Layer Who Gross Margin Moat
Chip design Nvidia ~75% CUDA ecosystem, 10-year head start
Chip fabrication TSMC ~60% (trending to 65%) Only company with leading-edge EUV fabs
GPU cloud (neoclouds) CoreWeave, Lambda, Nscale 15-30% (estimated) Contract backlog, supply agreements
Hyperscaler cloud AWS, Azure, GCP 30-60% Existing enterprise relationships
Inference optimization Groq, Cerebras Negative (pre-revenue scaling) Custom silicon IP
API providers OpenAI, Anthropic, Google Negative to low single digits Model quality, developer adoption
AI SaaS (end product) You 60-80% (if you get it right) Product differentiation, user relationships

Look at that table for a second. The companies closest to end users often have the best margins. A SaaS product that uses AI as a feature (not the product itself) can charge based on the value delivered, not the inference cost. An AI-powered contract review tool that saves a lawyer two hours of work can charge $50 for $0.15 worth of tokens. The token cost is irrelevant. The value capture is in the application layer.

That’s why the “who profits” question has a surprising answer. Nvidia wins at the bottom. Your SaaS product can win at the top. Everything in the middle is fighting over margin.

One pattern to watch: Meta’s custom MTIA chips signal that the biggest consumers of inference are moving to build their own silicon. If Meta, Google (TPUs), Amazon (Trainium/Inferentia), and Microsoft all bring inference hardware in-house, the neocloud and even Nvidia’s pricing power could erode. The hyperscalers don’t want to be Nvidia’s largest customers forever.

And the compute crisis adds another wrinkle. Data centers consumed 415 TWh of electricity in 2024. The IEA projects nearly 945 TWh by 2030. Power availability, not GPU supply, may become the actual bottleneck. Whoever controls the power controls the inference.

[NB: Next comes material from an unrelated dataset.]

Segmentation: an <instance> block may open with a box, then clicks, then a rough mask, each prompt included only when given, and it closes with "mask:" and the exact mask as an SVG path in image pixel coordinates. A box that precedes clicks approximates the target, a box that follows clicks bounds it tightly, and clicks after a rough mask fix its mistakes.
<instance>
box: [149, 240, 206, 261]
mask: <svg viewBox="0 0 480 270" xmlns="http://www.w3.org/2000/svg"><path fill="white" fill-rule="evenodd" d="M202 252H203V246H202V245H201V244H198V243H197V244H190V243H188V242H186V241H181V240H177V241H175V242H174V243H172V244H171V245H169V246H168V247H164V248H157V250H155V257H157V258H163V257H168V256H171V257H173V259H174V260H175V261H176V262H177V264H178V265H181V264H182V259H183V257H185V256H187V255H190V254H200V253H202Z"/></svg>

What this means if you’re building an AI product

Image 5: GPU chips and circuit boards representing the AI gold rush

The practical takeaway for founders: don’t try to compete in the inference stack. Compete on top of it.

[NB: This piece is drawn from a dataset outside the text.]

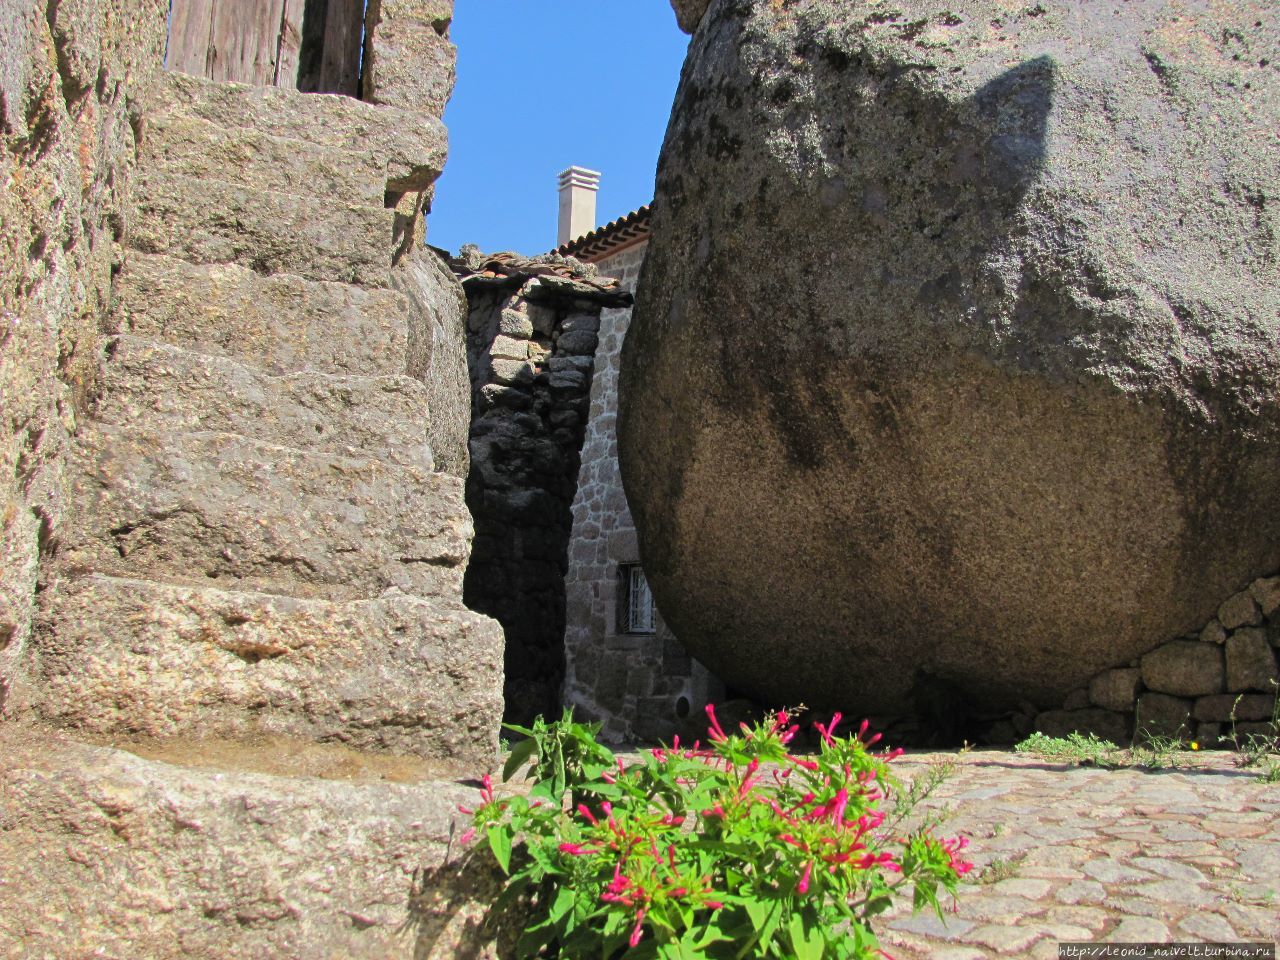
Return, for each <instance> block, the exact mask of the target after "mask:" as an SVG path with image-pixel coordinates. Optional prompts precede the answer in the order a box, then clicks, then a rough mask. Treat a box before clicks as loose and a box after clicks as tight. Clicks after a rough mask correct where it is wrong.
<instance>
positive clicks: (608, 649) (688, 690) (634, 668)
mask: <svg viewBox="0 0 1280 960" xmlns="http://www.w3.org/2000/svg"><path fill="white" fill-rule="evenodd" d="M646 247H648V244H646V243H644V242H641V243H635V244H632V246H630V247H626V248H623V250H620V251H617V252H614V253H611V255H609V256H607V257H604V259H602V260H599V261H596V262H595V266H596V268H598V269H599V270H600V273H602V274H604V275H607V276H614V278H617V280H618V282H620V284H621V285H622V287H623V288H626V289H627V291H631V292H634V291H635V287H636V282H637V280H639V276H640V268H641V265H643V264H644V256H645V250H646ZM630 321H631V307H630V306H625V307H614V308H609V310H605V311H603V312H602V315H600V338H599V346H598V347H596V351H595V364H594V369H595V375H594V378H593V381H591V402H590V410H589V416H588V424H586V438H585V442H584V444H582V457H581V460H582V466H581V471H580V472H579V477H577V493H576V494H575V497H573V531H572V540H571V544H570V556H568V573H567V575H566V579H564V595H566V604H567V617H566V628H564V671H566V676H564V694H563V699H564V703H566V704H567V705H570V707H572V708H573V709H575V710H576V712H577V714H579V716H581V717H584V718H588V719H593V721H598V722H600V723H603V724H604V726H603V728H602V735H603V736H604V737H605V739H608V740H611V741H616V742H627V741H637V740H639V741H653V740H660V739H666V740H669V739H671V736H672V733H675V732H677V731H680V730H681V728H682V727H684V726H685V721H686V718H694V721H696V719H698V718H700V717H701V709H703V707H704V705H705V704H708V703H710V701H716V700H719V699H722V698H723V694H724V690H723V686H722V685H721V684H719V681H718V680H717V678H716V677H713V676H712V675H710V673H709V672H708V671H707V668H705V667H703V664H700V663H699V662H698V660H695V659H694V658H691V657H690V655H689V654H687V653H686V652H685V649H684V646H682V645H681V644H680V641H678V640H677V639H676V636H675V635H673V634H672V632H671V630H669V628H668V627H667V625H666V622H663V620H662V613H660V612H659V611H654V623H653V627H654V630H653V634H630V632H627V625H626V622H625V621H626V617H625V614H623V612H622V611H621V607H620V593H625V590H626V585H625V584H623V577H625V576H626V575H627V573H628V571H630V570H631V568H634V567H637V566H639V563H640V554H639V548H637V544H636V534H635V526H634V524H632V521H631V512H630V509H628V508H627V500H626V495H625V493H623V490H622V477H621V475H620V472H618V444H617V436H616V434H614V422H616V419H617V404H618V394H617V379H618V357H620V352H621V349H622V340H623V338H625V337H626V334H627V325H628V324H630Z"/></svg>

Track your inference costs per user and per task. Use model routing to send cheap queries to cheap models. Take advantage of the 100x token price collapse by building features that would have been prohibitively expensive two years ago.

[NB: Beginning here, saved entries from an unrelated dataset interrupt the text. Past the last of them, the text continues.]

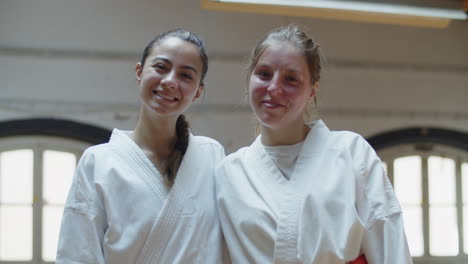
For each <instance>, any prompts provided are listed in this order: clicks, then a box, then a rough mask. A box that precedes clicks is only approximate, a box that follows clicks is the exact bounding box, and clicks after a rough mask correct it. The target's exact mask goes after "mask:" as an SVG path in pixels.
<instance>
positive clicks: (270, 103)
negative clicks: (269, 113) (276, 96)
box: [264, 102, 278, 107]
mask: <svg viewBox="0 0 468 264" xmlns="http://www.w3.org/2000/svg"><path fill="white" fill-rule="evenodd" d="M264 104H265V105H266V106H269V107H274V106H277V105H278V104H272V103H268V102H265V103H264Z"/></svg>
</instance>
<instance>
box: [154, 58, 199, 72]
mask: <svg viewBox="0 0 468 264" xmlns="http://www.w3.org/2000/svg"><path fill="white" fill-rule="evenodd" d="M157 60H162V61H163V62H164V63H167V64H170V65H172V62H171V61H170V60H168V59H166V58H164V57H154V59H153V60H152V61H151V64H154V63H155V62H156V61H157ZM180 67H181V68H183V69H186V70H191V71H193V72H195V74H198V71H197V69H196V68H195V67H193V66H190V65H182V66H180Z"/></svg>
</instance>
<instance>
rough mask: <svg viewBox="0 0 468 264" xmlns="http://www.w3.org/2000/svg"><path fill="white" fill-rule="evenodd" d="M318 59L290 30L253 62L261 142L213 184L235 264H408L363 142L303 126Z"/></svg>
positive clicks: (396, 204) (354, 133)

The inference economy will keep shifting. Token prices will keep falling. GPU supply will loosen as Vera Rubin and Blackwell Ultra ship. Custom silicon from Meta, Amazon, and Google will add capacity. All of that benefits application builders.

Nvidia and TSMC will profit regardless. The neoclouds are a bet on GPU scarcity lasting longer than the market expects. The optimization companies are a bet on physics and architecture beating brute-force GPU scaling. The API providers are a bet on model quality mattering more than inference costs.

And founders building AI SaaS products? You’re the only layer where margin can expand as inference gets cheaper. That’s the real opportunity in the inference economy.